When Interstate 70 was routed across Wheeling Island in the 1960s, the highway cut through the cemetery and divided it into two sections. More than 100 coffins were relocated to Greenwood and Roney's Point cemeteries during the work, and additional graves were moved over the years as other Wheeling cemeteries closed. The cemetery's original entrance on Rock Point Road, on the Manchester side, was relocated after the interstate went through.
The Manchester portion fell into severe disrepair and remains largely unmaintained city property, with many gravestones lying on the ground. The Ohio County Public Library now records the site under the name Wheeling City Cemetery. The combination of epidemic burials, a potter's field, and a cemetery physically split by a freeway has kept it a focus of local history and lore.
Sources
- https://weelunk.com/divided-peninsula-souls/
- https://www.ohiocountylibrary.org/wheeling-history/5389
Apparition of a woman in a black cape
The cemetery's best-known story is that of a woman in a black cape, described in local accounts as standing over a grave within the burial ground.

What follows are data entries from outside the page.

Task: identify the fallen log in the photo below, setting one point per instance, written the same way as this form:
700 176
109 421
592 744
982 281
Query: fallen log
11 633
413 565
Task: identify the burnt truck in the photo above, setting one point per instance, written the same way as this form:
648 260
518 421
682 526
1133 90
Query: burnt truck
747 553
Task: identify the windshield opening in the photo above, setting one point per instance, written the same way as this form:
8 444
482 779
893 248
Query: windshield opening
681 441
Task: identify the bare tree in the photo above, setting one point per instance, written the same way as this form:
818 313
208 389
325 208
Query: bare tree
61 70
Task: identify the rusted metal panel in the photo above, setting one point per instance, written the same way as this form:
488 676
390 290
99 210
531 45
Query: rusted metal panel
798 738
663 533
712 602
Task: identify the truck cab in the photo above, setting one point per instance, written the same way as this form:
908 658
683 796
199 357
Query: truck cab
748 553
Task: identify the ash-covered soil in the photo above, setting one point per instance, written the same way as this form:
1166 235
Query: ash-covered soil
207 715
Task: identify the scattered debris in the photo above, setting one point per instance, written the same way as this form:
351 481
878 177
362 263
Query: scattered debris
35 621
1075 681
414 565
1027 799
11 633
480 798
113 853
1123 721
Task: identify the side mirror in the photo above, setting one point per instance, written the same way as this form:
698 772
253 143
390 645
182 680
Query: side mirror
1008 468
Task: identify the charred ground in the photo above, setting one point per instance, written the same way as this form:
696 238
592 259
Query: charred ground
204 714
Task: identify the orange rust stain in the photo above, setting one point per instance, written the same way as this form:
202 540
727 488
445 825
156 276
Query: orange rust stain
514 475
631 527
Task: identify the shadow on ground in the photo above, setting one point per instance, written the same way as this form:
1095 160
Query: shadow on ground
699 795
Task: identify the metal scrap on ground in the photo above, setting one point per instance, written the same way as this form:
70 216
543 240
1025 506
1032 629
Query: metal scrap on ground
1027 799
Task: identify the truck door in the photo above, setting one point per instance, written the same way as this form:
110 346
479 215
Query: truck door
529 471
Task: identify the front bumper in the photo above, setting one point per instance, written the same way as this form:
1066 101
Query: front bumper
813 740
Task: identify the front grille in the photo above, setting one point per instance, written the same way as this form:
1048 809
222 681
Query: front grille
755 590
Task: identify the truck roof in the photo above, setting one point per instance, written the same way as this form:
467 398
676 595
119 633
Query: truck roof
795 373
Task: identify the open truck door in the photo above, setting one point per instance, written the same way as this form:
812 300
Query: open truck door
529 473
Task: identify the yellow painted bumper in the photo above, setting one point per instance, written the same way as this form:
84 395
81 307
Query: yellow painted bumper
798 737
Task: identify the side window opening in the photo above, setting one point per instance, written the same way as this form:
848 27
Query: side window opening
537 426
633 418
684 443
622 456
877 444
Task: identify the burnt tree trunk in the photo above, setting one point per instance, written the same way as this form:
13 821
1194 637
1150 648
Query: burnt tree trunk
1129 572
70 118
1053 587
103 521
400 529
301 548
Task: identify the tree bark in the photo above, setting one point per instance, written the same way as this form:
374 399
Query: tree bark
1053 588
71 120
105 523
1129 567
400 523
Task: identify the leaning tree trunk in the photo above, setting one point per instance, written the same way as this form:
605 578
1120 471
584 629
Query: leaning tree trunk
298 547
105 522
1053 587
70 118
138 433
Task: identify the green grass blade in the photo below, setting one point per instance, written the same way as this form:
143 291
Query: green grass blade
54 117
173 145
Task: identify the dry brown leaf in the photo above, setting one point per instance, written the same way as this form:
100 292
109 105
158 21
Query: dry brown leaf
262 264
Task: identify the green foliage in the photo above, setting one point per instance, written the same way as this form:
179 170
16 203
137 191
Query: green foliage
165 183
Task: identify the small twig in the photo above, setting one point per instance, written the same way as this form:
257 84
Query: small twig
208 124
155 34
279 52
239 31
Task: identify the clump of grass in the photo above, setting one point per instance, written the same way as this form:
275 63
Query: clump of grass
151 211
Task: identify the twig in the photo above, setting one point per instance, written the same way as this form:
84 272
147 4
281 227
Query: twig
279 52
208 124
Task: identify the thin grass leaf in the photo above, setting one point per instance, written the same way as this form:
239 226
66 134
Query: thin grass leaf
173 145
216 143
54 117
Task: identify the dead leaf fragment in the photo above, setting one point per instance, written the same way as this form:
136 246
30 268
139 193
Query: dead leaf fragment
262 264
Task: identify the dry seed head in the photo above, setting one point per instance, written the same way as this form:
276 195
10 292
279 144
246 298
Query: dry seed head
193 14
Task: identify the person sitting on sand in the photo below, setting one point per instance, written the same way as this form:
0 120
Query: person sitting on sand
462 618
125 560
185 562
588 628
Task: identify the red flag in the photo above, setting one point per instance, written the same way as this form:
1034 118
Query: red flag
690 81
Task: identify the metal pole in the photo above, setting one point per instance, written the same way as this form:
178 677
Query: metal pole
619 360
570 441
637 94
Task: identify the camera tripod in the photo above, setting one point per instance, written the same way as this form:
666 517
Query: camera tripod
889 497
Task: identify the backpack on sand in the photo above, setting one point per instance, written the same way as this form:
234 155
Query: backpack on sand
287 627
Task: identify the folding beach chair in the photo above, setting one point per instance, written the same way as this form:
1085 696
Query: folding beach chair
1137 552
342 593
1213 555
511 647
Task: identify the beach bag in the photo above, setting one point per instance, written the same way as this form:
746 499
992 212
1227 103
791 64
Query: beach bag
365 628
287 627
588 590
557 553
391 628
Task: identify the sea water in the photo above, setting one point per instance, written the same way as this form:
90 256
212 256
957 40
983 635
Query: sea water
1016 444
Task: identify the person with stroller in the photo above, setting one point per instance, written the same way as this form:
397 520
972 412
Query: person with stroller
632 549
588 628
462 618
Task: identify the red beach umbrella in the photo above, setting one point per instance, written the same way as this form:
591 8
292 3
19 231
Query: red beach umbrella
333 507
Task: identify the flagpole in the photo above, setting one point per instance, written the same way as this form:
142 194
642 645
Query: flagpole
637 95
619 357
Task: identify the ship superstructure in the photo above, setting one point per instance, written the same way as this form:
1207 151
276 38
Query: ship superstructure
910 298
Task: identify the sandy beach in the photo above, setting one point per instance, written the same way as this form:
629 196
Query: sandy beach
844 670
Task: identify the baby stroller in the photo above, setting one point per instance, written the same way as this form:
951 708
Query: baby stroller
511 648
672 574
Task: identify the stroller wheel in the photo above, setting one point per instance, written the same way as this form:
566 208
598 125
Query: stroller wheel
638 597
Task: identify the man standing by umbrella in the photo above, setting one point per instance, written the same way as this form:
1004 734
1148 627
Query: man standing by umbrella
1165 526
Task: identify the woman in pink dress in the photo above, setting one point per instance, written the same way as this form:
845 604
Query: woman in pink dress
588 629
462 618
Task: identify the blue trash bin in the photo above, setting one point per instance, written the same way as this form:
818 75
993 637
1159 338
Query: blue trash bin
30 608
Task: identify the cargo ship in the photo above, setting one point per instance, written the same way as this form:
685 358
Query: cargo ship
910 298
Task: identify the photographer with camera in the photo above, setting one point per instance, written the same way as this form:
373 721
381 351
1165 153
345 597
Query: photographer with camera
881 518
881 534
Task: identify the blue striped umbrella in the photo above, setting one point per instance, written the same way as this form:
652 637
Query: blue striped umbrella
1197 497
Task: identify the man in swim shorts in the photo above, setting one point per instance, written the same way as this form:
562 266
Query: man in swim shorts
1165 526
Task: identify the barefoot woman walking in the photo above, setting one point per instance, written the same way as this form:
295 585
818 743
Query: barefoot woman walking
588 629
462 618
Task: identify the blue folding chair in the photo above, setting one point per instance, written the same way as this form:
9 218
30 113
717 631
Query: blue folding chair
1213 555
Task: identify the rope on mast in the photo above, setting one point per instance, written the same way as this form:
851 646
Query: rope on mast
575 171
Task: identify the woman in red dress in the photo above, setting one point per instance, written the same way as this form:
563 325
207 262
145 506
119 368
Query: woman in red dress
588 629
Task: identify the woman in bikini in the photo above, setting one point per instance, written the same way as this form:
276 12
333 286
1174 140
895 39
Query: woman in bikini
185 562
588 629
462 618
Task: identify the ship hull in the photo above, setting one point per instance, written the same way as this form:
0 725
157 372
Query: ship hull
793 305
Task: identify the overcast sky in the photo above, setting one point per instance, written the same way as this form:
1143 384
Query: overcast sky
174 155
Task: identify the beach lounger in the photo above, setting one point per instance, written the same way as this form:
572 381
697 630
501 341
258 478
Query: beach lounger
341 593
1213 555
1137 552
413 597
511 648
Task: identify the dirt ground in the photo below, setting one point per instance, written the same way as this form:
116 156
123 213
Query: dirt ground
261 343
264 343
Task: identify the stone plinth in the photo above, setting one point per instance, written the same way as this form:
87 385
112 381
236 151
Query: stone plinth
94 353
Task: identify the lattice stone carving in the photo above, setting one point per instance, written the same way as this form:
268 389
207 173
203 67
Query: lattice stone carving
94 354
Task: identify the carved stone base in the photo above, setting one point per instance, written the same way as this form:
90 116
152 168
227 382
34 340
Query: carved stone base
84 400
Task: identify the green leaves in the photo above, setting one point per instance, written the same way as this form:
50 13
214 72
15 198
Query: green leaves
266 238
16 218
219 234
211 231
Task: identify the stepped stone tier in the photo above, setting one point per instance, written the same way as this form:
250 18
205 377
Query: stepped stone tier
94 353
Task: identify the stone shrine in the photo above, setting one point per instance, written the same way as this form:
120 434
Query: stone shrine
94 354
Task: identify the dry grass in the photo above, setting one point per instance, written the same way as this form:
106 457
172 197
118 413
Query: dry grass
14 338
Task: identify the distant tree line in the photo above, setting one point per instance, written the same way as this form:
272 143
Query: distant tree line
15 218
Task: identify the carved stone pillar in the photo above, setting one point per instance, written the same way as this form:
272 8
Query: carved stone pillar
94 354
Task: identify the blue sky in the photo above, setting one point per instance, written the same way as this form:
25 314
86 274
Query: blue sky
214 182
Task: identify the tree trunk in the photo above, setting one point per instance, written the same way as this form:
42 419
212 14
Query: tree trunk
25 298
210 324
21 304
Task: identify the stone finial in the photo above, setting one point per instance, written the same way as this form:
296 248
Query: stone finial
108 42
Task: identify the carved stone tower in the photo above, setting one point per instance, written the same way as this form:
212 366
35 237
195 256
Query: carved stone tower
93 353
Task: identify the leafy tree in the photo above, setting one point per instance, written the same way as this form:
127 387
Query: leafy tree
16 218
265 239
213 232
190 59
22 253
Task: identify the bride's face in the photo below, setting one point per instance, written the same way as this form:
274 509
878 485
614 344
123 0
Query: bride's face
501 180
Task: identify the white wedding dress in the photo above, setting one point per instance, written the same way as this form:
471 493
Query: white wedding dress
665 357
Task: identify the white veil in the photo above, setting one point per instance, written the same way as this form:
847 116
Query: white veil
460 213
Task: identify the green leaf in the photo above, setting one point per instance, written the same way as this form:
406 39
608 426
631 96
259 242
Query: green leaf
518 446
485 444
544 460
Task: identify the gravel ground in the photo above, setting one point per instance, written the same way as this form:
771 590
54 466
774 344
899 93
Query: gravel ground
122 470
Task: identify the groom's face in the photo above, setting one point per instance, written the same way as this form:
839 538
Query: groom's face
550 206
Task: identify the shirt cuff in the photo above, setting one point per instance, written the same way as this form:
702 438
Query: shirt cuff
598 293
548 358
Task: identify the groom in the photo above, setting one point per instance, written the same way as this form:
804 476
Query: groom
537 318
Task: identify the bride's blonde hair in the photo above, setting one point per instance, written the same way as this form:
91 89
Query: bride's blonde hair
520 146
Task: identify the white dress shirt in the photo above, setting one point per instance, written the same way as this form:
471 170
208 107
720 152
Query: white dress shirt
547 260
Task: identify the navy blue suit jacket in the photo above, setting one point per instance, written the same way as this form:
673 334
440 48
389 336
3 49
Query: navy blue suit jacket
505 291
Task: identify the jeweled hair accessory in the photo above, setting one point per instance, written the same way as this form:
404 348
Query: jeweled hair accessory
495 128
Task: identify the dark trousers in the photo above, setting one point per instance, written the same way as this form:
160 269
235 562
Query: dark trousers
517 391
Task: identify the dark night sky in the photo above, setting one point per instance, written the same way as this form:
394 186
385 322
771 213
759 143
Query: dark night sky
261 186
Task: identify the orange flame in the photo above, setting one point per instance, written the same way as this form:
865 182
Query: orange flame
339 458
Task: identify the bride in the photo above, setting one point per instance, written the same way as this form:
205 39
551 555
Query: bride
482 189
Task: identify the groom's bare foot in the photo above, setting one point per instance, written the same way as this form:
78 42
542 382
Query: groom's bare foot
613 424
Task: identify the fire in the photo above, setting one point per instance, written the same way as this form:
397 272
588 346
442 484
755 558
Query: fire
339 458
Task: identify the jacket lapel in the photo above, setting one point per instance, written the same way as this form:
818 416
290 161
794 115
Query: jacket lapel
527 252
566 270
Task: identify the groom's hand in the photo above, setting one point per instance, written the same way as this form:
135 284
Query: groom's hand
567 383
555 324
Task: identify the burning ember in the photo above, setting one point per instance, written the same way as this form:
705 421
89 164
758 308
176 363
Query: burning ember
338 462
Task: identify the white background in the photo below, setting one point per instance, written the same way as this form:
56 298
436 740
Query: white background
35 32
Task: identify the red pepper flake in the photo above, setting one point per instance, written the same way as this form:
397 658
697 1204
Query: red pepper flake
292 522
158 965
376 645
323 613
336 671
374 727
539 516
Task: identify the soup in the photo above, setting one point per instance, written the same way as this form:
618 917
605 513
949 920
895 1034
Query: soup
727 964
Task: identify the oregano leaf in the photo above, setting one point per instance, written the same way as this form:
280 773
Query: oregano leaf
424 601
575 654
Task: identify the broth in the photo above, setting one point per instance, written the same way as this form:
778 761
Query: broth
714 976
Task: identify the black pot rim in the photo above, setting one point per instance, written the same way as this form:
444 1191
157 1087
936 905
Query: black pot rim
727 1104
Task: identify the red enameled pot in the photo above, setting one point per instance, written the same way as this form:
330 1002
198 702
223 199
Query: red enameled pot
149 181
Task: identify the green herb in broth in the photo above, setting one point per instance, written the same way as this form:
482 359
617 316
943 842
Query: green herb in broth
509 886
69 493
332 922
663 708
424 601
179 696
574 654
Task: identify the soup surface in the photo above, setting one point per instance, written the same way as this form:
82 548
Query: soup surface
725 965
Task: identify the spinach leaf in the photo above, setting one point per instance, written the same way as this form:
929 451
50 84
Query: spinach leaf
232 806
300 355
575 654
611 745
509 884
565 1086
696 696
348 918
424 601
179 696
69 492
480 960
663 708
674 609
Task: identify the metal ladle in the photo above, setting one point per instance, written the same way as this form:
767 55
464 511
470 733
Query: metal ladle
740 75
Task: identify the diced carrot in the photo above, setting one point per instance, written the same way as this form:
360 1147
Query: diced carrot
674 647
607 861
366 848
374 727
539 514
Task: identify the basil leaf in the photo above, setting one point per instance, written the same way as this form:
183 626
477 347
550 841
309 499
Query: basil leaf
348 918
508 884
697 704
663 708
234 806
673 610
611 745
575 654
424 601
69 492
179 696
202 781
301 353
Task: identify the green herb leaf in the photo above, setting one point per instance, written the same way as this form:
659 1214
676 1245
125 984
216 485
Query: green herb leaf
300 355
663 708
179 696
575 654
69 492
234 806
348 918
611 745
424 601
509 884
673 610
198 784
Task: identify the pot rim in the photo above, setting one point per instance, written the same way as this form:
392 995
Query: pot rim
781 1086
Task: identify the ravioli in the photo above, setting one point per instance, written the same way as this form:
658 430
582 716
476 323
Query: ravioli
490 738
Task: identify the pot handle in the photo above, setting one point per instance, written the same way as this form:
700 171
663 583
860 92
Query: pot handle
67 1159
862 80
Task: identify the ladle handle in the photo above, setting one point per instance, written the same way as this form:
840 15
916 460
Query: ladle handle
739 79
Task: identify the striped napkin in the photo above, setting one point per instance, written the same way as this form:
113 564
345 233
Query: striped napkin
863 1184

Weelunk's history of the site notes the apparition as part of the lore attached to the divided cemetery, and it is repeated in regional haunted-history writeups.
The story sits within a landscape already heavy with the dead: a potter's field of unclaimed burials, smallpox victims from the 1890s pest house, and graves disturbed when Interstate 70 was driven through the grounds. Much of the Manchester section is overgrown and unmaintained, with fallen stones, which has reinforced the cemetery's reputation among local ghost-hunters.
The woman-in-black account is folklore rather than a documented, named haunting, and visitors are asked to remember that Peninsula remains an active burial ground deserving of respect.